Harry's Future Career
D.G.
dgwhiteis at hotmail.com
Sat Jul 12 15:35:43 UTC 2003
No: HPFGUIDX 69733
He graduates from Hogwart's with a degree [is that what it's called?}
in Defense Against The Dark Arts. After the final battle in which
Lord V. is vanquished [we think], he goes off to become a world-
famous professional Quidditch star, melting ladies' hearts and
gaining the accolates of WizardFolk the world over. "Pop it like
Potter!" becomes a catchword in the Quidditch world, just as "Bend It
Like Beckham" has become one in the world of soccer/football.
After an appropriately long career as a Quidditch superstar, he
returns to Hogwart's and takes over the DADA faculty position.

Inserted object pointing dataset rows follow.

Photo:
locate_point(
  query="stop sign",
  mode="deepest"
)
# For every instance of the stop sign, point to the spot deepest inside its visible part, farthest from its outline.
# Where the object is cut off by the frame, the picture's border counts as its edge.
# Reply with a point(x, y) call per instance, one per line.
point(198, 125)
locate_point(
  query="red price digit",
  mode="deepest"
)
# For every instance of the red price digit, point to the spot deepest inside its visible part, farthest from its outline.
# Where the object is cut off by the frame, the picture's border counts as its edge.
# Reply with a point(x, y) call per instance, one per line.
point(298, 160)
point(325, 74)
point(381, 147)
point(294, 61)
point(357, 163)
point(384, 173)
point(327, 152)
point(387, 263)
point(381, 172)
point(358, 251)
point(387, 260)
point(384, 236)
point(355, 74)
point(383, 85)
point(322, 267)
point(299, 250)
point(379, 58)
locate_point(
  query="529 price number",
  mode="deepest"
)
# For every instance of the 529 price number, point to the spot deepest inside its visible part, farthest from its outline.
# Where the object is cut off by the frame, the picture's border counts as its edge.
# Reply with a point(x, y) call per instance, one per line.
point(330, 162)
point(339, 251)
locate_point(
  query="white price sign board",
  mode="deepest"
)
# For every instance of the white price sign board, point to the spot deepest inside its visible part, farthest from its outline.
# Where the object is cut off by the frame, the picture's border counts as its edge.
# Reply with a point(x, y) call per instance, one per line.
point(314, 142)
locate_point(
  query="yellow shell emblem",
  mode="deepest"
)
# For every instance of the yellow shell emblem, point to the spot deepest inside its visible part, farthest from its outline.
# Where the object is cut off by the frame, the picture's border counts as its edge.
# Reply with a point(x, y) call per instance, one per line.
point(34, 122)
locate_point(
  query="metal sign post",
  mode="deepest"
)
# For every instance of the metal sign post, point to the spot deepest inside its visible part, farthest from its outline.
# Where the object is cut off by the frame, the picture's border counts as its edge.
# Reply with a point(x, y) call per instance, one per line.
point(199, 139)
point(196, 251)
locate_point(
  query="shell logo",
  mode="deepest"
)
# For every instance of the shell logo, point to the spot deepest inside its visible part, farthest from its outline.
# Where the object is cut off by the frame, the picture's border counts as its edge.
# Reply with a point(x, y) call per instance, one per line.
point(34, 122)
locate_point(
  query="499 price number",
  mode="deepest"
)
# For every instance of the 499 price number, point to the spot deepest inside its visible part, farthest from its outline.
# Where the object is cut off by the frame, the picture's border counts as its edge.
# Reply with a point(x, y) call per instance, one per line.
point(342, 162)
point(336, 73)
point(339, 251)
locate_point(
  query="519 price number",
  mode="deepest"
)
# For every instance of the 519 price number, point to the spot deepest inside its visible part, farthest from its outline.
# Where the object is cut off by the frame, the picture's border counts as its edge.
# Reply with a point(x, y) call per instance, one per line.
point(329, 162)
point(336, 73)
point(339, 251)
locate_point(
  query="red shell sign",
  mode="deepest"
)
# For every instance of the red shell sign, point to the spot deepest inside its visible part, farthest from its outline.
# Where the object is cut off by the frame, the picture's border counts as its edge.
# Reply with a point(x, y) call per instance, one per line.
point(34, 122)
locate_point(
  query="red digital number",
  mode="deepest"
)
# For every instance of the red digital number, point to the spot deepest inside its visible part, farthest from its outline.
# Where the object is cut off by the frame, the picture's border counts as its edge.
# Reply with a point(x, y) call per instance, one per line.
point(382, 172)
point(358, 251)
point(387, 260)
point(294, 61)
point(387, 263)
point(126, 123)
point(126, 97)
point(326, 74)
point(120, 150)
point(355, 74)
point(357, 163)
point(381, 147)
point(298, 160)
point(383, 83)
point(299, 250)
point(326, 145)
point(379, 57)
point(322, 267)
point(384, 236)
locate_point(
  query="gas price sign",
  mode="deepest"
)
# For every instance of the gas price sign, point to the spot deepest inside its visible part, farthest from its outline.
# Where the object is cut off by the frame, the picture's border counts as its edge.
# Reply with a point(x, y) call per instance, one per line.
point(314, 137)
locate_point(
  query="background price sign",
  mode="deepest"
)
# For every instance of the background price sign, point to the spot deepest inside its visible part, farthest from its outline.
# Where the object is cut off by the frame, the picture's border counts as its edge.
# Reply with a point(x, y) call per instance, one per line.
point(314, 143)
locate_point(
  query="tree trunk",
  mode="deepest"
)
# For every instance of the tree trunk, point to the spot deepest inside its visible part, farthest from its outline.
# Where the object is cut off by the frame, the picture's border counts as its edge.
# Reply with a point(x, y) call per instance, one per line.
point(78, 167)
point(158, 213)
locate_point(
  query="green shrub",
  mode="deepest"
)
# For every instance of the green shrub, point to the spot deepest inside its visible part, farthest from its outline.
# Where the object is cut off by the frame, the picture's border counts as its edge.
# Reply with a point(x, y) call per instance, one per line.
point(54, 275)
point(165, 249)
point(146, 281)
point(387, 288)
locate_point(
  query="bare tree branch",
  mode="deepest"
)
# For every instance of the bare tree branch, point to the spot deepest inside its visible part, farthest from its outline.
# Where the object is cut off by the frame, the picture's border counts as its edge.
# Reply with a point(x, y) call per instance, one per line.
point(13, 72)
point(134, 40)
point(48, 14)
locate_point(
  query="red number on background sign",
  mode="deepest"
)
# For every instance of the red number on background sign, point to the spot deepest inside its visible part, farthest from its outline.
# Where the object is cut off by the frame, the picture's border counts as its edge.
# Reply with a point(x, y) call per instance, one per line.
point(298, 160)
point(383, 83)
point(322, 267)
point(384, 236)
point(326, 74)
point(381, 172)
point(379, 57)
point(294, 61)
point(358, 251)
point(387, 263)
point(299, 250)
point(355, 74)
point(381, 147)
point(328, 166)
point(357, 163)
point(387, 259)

Eventually, after Dumbledore passes away, Harry takes over his job.
Meanwhile, the new Magical Creatures teacher [Hagrid and Olympe have
gotten married and moved to the mountains] has been breeding snakes.
One, in particular, seems especially aggressive and assertive --
mysterious things begin to happen whenever this slitherin' critter is
around --
Harry wakes up one night in a cold sweat with a splitting headache
(the first one of this type he's had for years and years), having
heard in his mind an all-too-familiar, sibilant, death-rasp voice --
he couldn't make out the words, but the voice was undeniably
familiar -- and so, so close by...
...and so the saga continues --
D.G. ("JazzmanChgo")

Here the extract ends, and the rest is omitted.